There are many other medical studies that have proven the benefit of yoga in the workplace. But employees aren't the only ones benefitting from the office yoga industry. Teachers are experiencing benefits, as well.

"The group size is much more intimate. Most of the students already know each other, too. You see the same group of students every week. You learn their bodies and movement patterns much faster than in a studio through consistent attendance." says Sharifzadeh.

She started her company in 2012, with her first client, Moovweb. They have been a client ever since.

"I've really developed a great relationship with the employees at the companies I teach. I consider them my friends and happy to share the practice with them. I get to see the changes and hear stories of how yoga has directly benefitted them at work and in their personal lives."

Building relationships with students is one of the benefits of being an office yoga instructor

Building close relationships with consistent students is one of the greatest perks of being an office yoga teacher. Many employees have their first yoga experiences in office yoga. Michelle McManus, a yoga teacher who contracts with OfficeYoga.com, had her first client in 2014.

"Maryam was growing Office Yoga and was looking for someone to help sub. Just so happened, I was hoping to teach full time. I started subbing for Maryam at Design Map in San Francisco. I fell in love with the DM yogis, and we transitioned the group over to me full time shortly after subbing!"

The true talent of an office yoga teacher comes from being able to negotiate awkward spaces. McManus describes what she's used to:

"Being an office yoga teacher is the best. You can see the relief in people's faces when you show up. It's a true gift to take a break during the day and move your body. I literally teach in a kitchen of a start up. We move the sofa, rug, and coffee table out of the way to make space to move. Your students have been sitting in chair, staring at a computer, all day. Most of the time, other people are still working at their desks while you're teaching. Kind of odd, but totally awesome. They get the yoga too, they just don't know it."
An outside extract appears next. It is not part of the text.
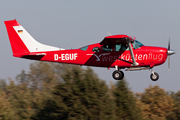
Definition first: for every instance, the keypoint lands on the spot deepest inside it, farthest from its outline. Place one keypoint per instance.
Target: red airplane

Chandra Lovejoy, another San Francisco office yoga instructor, emphasized the importance of setting boundaries for those who are practicing in the office yoga environment and those that are still working.

"I have had experiences where people are working away at their desk, while others are practicing yoga just a few feet away. Music is a helpful tool to drown out noise but sometimes one must acknowledge the elephant in the room and then learn to move past it. As teachers we simply remind our students (and ourselves) to come back to the collective intention of the practice via breath and mind-body connection."

An office yoga instructor must learn how to use any space for yoga

Although it can be a huge challenge to learn how to instruct yoga in an office environment, it is clear that office yoga teachers firmly believe in what they are bringing to workplace communities.
Lovejoy says it best when she described her feelings about being an office yoga instructor.
"I feel honored and privileged to teach yoga in general and especially to those who work in an office for most of their day and evening. I believe this is very important work; breath control, meditation, and mindful movement of the body is key for optimal health and well-being. To bring this practice to people in their work environment is extremely rewarding."

As the office yoga industry grows, so will the office yoga teaching workforce. Sharifzadeh is excited to be moving the industry forward, and equipping instructors with the tools to be the best office yoga instructors they can be. Even though teaching office yoga can be a challenge, Sharifzadeh notes that the benefits far outweigh the challenges.

Lauren Coles is the Founder of Daisy Office Yoga in New York City, where she brings yoga to people at work. She believes in the power of yoga to improve people's relationship with their minds and bodies, and hopes to encourage more yoga instructors to pursue a career in the office yoga industry.